Confesso che sono golosa. Anche se in modo conflittuale. No, non è una battaglia per la dieta. Piuttosto direi tra la parte materiale, fisica di me e quella spirituale. Forse è per questo – per precostituirmi un alibi, per giustificare le mie cadute – che ho cominciato ad attribuire al cibo un significato “nobile”. Non soltanto perché ci nutre (che sarebbe già abbastanza).
Ieri con mio marito e i bambini siamo andati per castagne. Una breve camminata e poi ci siamo ritrovati nella “nostra” trattoria, in un paese chiamato Romaggi, alle spalle di Genova. Quando siamo impegnati in qualcosa ce lo ripromettiamo sempre: se ce la faremo, come premio andremo lassù a mangiare i ravioli. Non è soltanto per il posto, dove gli affanni di tutti i giorni sembrano lontani e ti senti al sicuro da tutto. Dalla vita. No, sono proprio i ravioli. Ieri i proprietari della trattoria mi hanno lasciato assistere al rito della preparazione: il ripieno con i “gusti”, cioè le erbe, dall’umile borragine che cresce quasi per dispetto nei campi alla maggiorana che ha il sapore della Liguria. Poi arriva la sfoglia fatta a mano, impastata a mano. Nessuna macchina tra te e il raviolo.
I miei figli guardavano e non capivano. “Mangiamo!”, sembravano soltanto chiedere. Sì, mangiamo, perché in fondo, come diceva Marguerite Yourcenar nelle “Memorie di Adriano” il cibo nutre anche i pensieri. Di più: attraverso il cibo è il mondo che entra dentro di noi e ci nutre. Non c’è contatto più intimo e profondo con l’ambiente che ci circonda. Però non soltanto per questo. Quando alla fine è arrivato in tavola il piatto fumante di ravioli ho rivisto tutto il viaggio che quel cibo ha compiuto. L’uomo che alzandosi all’alba è andato a raccogliere la borragine e la maggiorana. La moglie che intanto bolliva la carne da mettere nel ripieno. Poi eccola per ore e ore a preparare l’impasto. Per noi che magari non ci pensiamo neanche.
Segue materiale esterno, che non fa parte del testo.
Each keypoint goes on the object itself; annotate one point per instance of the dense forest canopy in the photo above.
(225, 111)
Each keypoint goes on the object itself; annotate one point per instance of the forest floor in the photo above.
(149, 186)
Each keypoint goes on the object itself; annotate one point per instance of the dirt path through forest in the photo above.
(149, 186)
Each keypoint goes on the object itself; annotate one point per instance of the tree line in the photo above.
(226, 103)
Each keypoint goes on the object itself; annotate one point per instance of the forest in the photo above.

Lo diceva anche De Andrè in quel capolavoro che è “A cimma”. Il cibo è un gesto d’amore e attenzione; discreto, riservato come siamo noi liguri. Poi in quei piccoli ravioli, nel loro ripieno c’è davvero tutta la nostra terra con le stagioni, il sole, la pioggia e l’erba del grande prato.
Dove i bambini hanno appena finito di giocare a pallone.